Hierarchical nanophase-separated structures created by precisely-designed polymers with complexity

Abstract

This review paper summarizes recent advances in self-assembly of complex polymers, focusing on three characteristic polymeric systems. The first is star-branched polymers of the ABC type, the second one consists of multiblock terpolymers with different chain lengths, while the third comprises supramacromolecular assembly systems with hydrogen and ionic bonding interactions between different polymer species. A quasicrystalline tiling structure with mesoscopic length scale has been found for the first star polymer system as well as the periodic Archimedean tiling structures, and moreover three-dimensional Zincblende network structure has been discovered.

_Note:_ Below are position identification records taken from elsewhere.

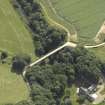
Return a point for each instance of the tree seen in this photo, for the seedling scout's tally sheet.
(4, 55)
(19, 62)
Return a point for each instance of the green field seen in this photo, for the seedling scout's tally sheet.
(86, 15)
(12, 86)
(14, 37)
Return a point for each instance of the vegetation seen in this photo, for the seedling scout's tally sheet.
(45, 37)
(19, 62)
(14, 37)
(53, 81)
(49, 79)
(12, 87)
(86, 16)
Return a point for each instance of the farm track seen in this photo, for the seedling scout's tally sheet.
(67, 44)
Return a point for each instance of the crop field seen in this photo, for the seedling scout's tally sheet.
(14, 37)
(87, 16)
(12, 86)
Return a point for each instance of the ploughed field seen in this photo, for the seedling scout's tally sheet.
(86, 15)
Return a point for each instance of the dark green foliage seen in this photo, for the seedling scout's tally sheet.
(4, 55)
(63, 69)
(45, 36)
(19, 62)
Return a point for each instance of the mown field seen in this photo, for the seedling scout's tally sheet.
(86, 15)
(14, 37)
(12, 86)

Furthermore the hierarchical structures having two length scales have been also found for the ABC star molecules whose chain length ratios, that is, A/B and/or A/C are larger than approximately five. Hierarchical structures with double periodicity have been observed for the hexablock and undecablock terpolymers and it has been revealed that their morphology changes systematically depending on composition of polymeric species. Poly(4-hydroxystyrene) (H) homopolymer was found to be dissolved into microdomain of poly(2-vinylpyridine) formed by poly(styrene-b-2-vinylpyridine) due to hydrogen bonding interaction, resulting in the origin of morphological transitions depending on the composition of H homopolymer added. Hierarchical structures possessing double periodicity have been found for poly(isoprene-b-2-vinylpyridine)/poly(styrene-b-4-hydroxystyrene) blends depending on both volume fractions of component polymers and blend ratio. Blends of different homopolymers with several complementary nucleotides or acid/base moieties on chain ends have been confirmed to show nanophase-separated structures as a result of successful formation of “supramacromolecules”.